10 p 10 The Book of Wine & Seizures - Forbidden Wilde

            (And say; e’en besides gorings & devilry, thou makest a sore & ungorgeous sight, pile’t there b’drunken in the dirt, giving glee to the neighbers agloating to my door, calling, Is not that thy prided son out in Malt, become living filth, and wildly derisable?  And on that day, when the name of this house is Shame, what may I to do save call down assassins upon thine uncouthily dispose’d head?  —’Twere not my choice, rather the implacabol tempers of tradishin; yet I see the sense in them.)

            ’Tis this the endowoment of self-preservy, a finer keepabol for thee than any spendable, O son-had-I.  Fain wud I speak reams at thee of bloodculture cows, of devils and conquerd souls, and sewicide by pride—all, inasmuche as horrortalk maketh aces of a mother’s cautiens.  One child all ready I lose-ed to the immodest grab of werowuffs; mine only other, I wud see him on his feet a season.  Be scare’d & fleet, a darter, presupposing men’s design to see thee sprain’d.  Be sweet, and enter not into terrific deals, lest thy self be grist neath a greater stone.
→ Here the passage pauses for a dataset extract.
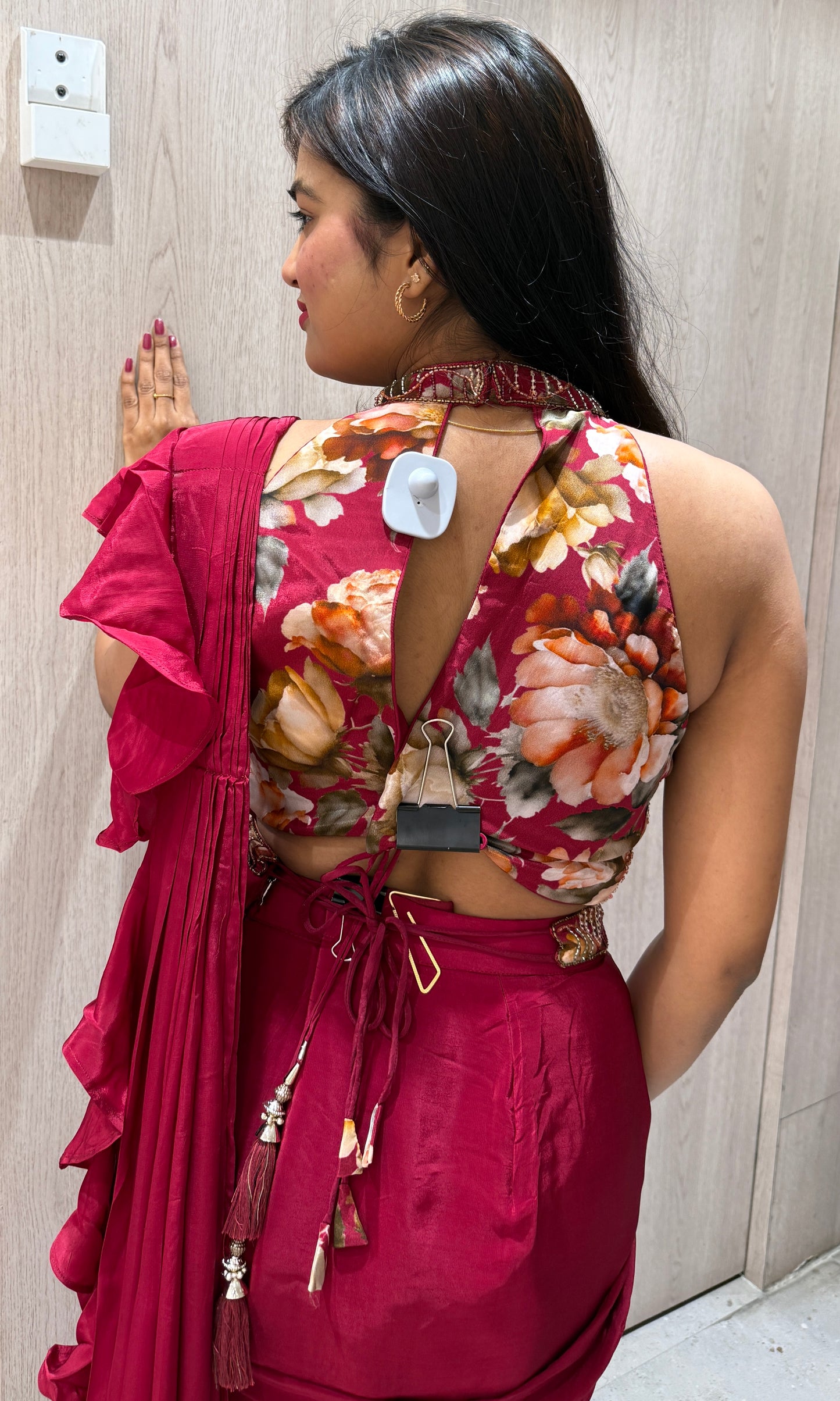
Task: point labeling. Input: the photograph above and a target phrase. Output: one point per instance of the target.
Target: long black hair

            I do suppose that, dredging through the dives, thou mightst find some stringy wife to slapp the fuzz from thy cheeks and scold it from thine ears.  And fretter’s grooves will array sovereign upon thy creamy brow; before them thy flaxen bangs will rout, and straggle in retreat to high & sparse & shallow rooting.  A diffrent world ’twill be, in the day when I shall stand stoopt in the garden, canesmacking the chokeweed and dripping tears to Odin, and through the rotton gate thine embattld countenance will come a-visit.  And I, so long since speaking, shall out in rookish voice:  Is that thou which wast my son, the abandoner?  Rich first with two chylds, then scuttld down to none, I through cadderax do see thy face groteskt, as in its just dessert thus fixt.  For sure corrupted was thy file in nature, and thine image smeard, in the dizzy bizness of the leaving-day when that thou from me didst zoom.
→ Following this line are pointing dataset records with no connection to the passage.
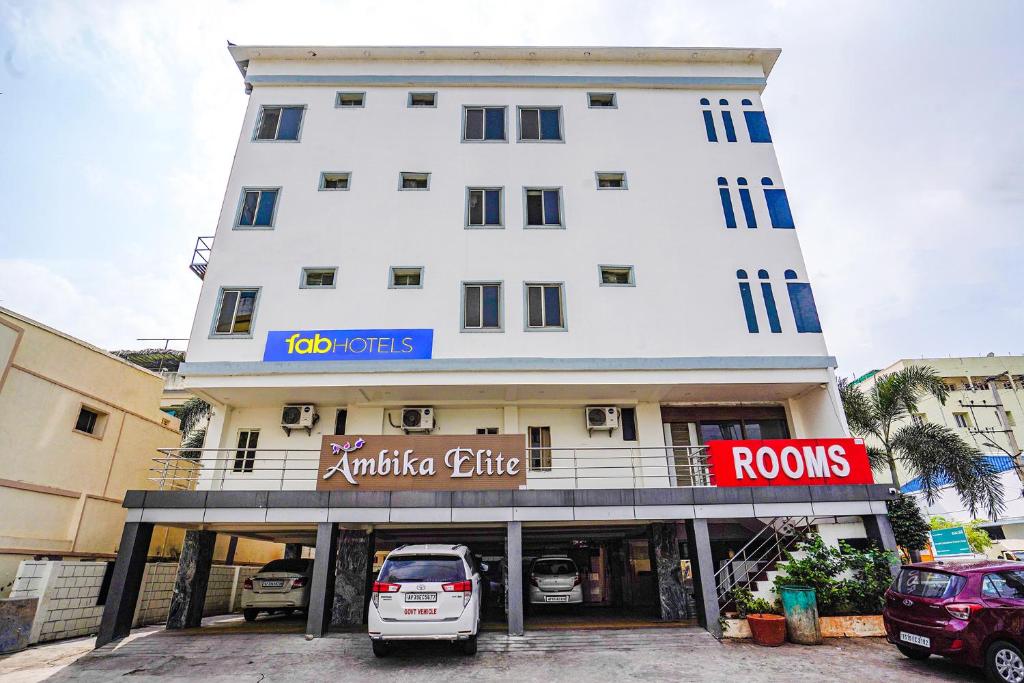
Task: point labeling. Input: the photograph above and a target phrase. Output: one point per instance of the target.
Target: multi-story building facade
(509, 242)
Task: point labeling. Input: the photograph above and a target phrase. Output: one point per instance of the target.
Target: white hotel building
(509, 238)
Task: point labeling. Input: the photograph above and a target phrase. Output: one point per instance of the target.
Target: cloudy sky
(897, 125)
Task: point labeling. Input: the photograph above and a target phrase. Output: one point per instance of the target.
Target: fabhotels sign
(424, 462)
(348, 344)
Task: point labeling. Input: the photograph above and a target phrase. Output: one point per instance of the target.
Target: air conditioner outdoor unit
(417, 420)
(603, 418)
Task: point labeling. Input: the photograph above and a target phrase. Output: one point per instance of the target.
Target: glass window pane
(264, 215)
(472, 306)
(226, 312)
(549, 125)
(496, 124)
(535, 308)
(290, 119)
(529, 125)
(552, 216)
(552, 306)
(268, 124)
(474, 124)
(492, 304)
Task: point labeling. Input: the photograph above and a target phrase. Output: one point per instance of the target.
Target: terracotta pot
(768, 630)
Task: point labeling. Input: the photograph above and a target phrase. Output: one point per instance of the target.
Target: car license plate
(916, 640)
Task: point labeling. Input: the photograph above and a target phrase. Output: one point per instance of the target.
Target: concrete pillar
(513, 587)
(665, 559)
(125, 583)
(704, 575)
(188, 596)
(352, 558)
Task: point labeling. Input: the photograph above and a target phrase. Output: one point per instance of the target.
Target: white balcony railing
(275, 469)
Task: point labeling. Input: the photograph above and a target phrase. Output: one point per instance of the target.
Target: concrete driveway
(224, 653)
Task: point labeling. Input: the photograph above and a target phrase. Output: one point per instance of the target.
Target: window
(414, 180)
(610, 180)
(406, 278)
(317, 279)
(481, 306)
(545, 306)
(257, 208)
(616, 275)
(423, 99)
(279, 123)
(338, 180)
(350, 99)
(540, 124)
(235, 313)
(482, 124)
(544, 207)
(540, 447)
(483, 207)
(245, 457)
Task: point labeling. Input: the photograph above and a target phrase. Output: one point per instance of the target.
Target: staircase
(753, 567)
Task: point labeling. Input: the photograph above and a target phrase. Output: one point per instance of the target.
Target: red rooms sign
(797, 462)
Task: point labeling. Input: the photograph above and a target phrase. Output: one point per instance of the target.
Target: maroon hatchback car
(970, 611)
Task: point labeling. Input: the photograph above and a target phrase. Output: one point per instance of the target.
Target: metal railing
(296, 469)
(760, 554)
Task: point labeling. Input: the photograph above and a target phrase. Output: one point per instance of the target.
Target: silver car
(554, 579)
(282, 586)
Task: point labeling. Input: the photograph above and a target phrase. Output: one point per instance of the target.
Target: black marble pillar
(188, 596)
(350, 577)
(665, 560)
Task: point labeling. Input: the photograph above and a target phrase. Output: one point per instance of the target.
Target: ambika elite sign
(788, 462)
(348, 344)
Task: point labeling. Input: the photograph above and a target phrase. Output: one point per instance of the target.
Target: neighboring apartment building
(583, 259)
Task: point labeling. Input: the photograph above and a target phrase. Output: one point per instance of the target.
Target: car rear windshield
(296, 565)
(554, 567)
(422, 567)
(924, 584)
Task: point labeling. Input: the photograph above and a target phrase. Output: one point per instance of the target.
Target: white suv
(426, 592)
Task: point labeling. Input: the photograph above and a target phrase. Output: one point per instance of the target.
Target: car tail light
(963, 610)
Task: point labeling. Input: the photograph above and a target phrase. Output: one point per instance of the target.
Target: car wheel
(1005, 663)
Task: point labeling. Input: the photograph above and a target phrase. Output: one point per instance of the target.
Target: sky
(897, 127)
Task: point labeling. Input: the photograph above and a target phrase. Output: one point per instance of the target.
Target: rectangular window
(482, 124)
(483, 207)
(318, 278)
(350, 99)
(544, 306)
(481, 306)
(406, 278)
(616, 275)
(236, 313)
(601, 100)
(279, 123)
(540, 447)
(423, 99)
(544, 207)
(409, 180)
(540, 124)
(338, 180)
(257, 208)
(245, 457)
(610, 180)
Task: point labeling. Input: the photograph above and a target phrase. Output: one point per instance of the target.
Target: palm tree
(934, 454)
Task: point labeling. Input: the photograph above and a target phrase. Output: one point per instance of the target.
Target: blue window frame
(723, 193)
(748, 300)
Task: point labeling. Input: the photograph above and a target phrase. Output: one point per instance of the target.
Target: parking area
(649, 654)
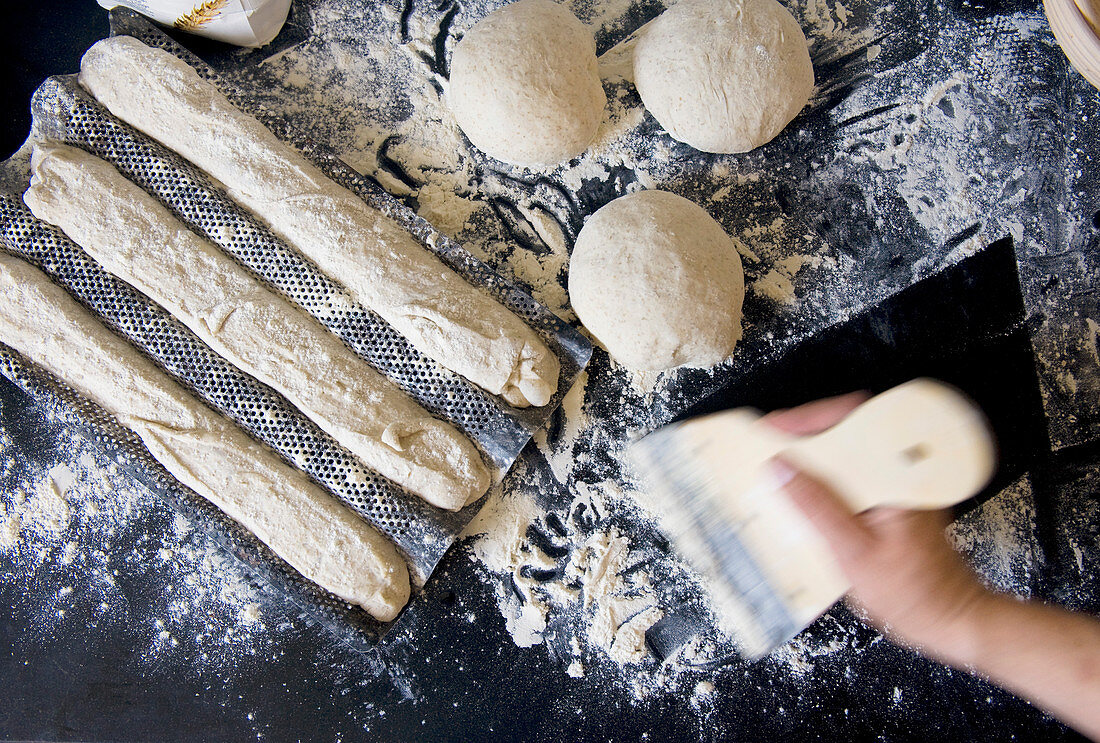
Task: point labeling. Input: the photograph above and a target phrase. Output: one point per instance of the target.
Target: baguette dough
(307, 527)
(382, 265)
(134, 237)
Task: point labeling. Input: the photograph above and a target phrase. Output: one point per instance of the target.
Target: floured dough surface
(525, 86)
(724, 75)
(134, 237)
(383, 268)
(307, 527)
(658, 282)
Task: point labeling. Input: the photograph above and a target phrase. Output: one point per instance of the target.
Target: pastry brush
(921, 445)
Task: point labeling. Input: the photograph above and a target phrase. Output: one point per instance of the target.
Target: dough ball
(525, 86)
(724, 75)
(658, 282)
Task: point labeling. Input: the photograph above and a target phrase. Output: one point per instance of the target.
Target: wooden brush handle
(921, 445)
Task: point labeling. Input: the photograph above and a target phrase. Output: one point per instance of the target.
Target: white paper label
(241, 22)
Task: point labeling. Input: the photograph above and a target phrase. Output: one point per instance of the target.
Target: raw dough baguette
(307, 527)
(134, 237)
(386, 270)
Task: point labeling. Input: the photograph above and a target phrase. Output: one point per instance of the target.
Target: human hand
(904, 575)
            So, then.  Upon thy way thou truly zoomest, now, to contest the devil in destiny.  What advising say I to thee?  Hiding is good alway, for there is nought out there that a man can beat.  Yea, e’en the very devil hath misfortunes; a man hath nought but.  Tho that devle in his dealings stumbol, he bounceth up on buttox of galactic sapphire woven with dark light; whereas, a man that goeth down, he sploocheth on buddox made of clay and wove with straw.  And amid the drizzol of adversidy, the man he cometh all apart.  (And moreover, when drizzleth down upon him adversody?  Why, ev’ry day.  ’Tis every day that adverside drizzleth down; and every day that a man cometh apart.)
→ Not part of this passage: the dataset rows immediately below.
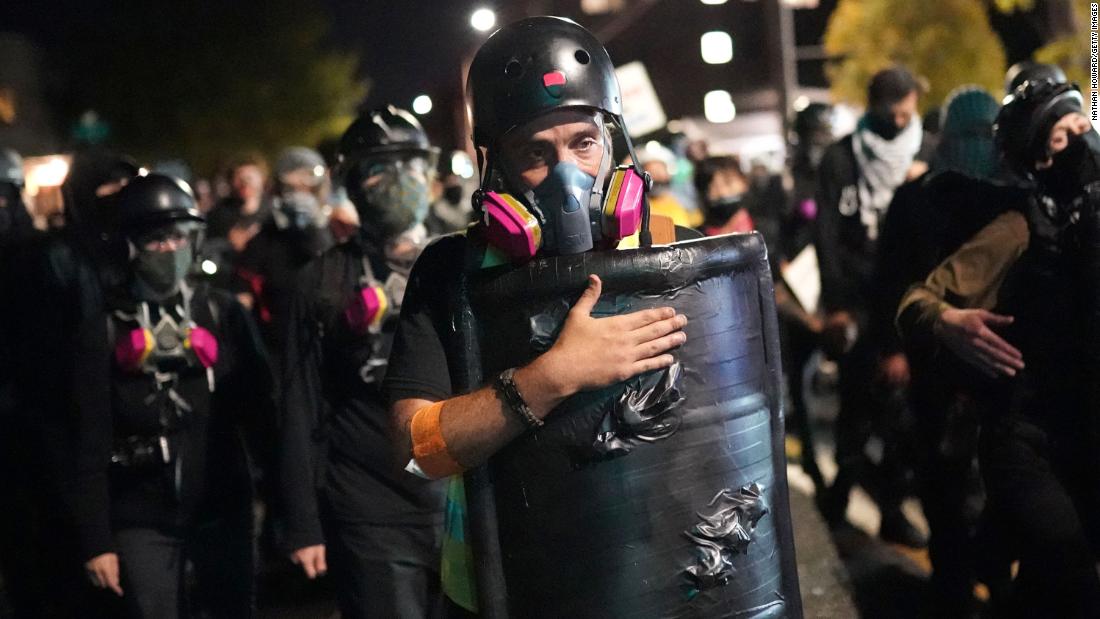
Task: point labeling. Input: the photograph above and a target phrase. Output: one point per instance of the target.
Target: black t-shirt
(418, 361)
(334, 438)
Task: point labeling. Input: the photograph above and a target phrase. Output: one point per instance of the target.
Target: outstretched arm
(590, 353)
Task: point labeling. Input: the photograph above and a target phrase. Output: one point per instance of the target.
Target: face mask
(157, 274)
(167, 345)
(301, 209)
(724, 208)
(453, 194)
(397, 199)
(513, 228)
(561, 205)
(1073, 167)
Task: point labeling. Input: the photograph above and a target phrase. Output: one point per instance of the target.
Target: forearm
(917, 313)
(477, 424)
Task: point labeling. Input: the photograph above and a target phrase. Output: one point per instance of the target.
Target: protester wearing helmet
(347, 509)
(295, 233)
(857, 179)
(928, 219)
(167, 377)
(1018, 304)
(542, 98)
(1027, 70)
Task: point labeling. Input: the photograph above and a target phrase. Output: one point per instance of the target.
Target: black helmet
(1027, 70)
(11, 167)
(534, 66)
(1026, 117)
(814, 118)
(154, 200)
(385, 131)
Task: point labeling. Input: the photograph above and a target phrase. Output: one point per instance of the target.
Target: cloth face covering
(157, 272)
(882, 167)
(1073, 167)
(393, 196)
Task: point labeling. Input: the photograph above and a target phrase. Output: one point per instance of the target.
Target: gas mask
(561, 213)
(1073, 168)
(166, 346)
(392, 196)
(162, 258)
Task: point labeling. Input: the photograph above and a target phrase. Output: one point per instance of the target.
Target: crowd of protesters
(187, 374)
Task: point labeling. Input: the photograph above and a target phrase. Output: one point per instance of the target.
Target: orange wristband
(429, 449)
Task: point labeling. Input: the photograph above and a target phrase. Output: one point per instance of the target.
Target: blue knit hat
(966, 137)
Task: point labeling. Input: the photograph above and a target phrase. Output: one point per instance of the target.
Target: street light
(421, 104)
(483, 20)
(718, 107)
(716, 47)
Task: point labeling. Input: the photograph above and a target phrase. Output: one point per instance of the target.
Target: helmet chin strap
(645, 238)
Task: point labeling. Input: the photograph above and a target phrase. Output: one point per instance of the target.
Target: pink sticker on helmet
(205, 345)
(553, 78)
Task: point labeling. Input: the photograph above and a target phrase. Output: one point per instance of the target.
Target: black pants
(153, 570)
(868, 409)
(950, 490)
(384, 572)
(1044, 493)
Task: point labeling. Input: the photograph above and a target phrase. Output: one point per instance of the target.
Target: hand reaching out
(969, 334)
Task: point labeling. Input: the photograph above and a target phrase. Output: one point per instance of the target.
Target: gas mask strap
(598, 190)
(187, 293)
(484, 169)
(645, 238)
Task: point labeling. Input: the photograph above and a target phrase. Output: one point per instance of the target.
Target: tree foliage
(205, 80)
(947, 42)
(1071, 51)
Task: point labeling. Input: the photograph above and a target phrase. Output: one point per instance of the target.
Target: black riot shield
(663, 496)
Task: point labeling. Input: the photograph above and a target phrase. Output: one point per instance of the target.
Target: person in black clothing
(928, 219)
(542, 94)
(14, 220)
(345, 505)
(812, 133)
(857, 178)
(169, 379)
(295, 233)
(51, 282)
(237, 219)
(1018, 304)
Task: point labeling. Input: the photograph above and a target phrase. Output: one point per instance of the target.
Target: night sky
(408, 47)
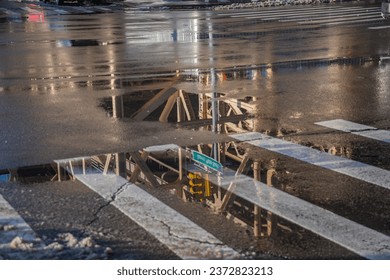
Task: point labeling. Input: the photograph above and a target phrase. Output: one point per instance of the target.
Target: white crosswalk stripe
(321, 16)
(359, 239)
(357, 129)
(355, 169)
(185, 238)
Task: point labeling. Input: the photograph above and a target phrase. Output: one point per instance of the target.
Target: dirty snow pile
(64, 246)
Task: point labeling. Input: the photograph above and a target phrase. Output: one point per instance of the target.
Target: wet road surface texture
(63, 69)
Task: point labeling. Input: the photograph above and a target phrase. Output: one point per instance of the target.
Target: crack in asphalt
(187, 238)
(108, 203)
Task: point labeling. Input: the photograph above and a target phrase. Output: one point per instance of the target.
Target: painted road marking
(355, 169)
(185, 238)
(61, 12)
(321, 14)
(357, 129)
(14, 226)
(380, 27)
(357, 238)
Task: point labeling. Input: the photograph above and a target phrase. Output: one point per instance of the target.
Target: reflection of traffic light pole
(199, 186)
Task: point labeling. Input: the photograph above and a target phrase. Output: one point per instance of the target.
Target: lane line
(355, 169)
(357, 129)
(183, 237)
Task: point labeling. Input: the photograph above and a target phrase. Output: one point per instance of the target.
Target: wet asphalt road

            Tho, sure, none of this upon the sonchylde which electeth to keep him in the house of his mother—his mother, who, vigorated in the bond with her progeny, is given say over the adverse rules of nature, and demoteth them unto scofft propositiens.  And there in her house may he abide & prospre, except that he hunker in the potchamber past dusk, when the werowulfs reach in.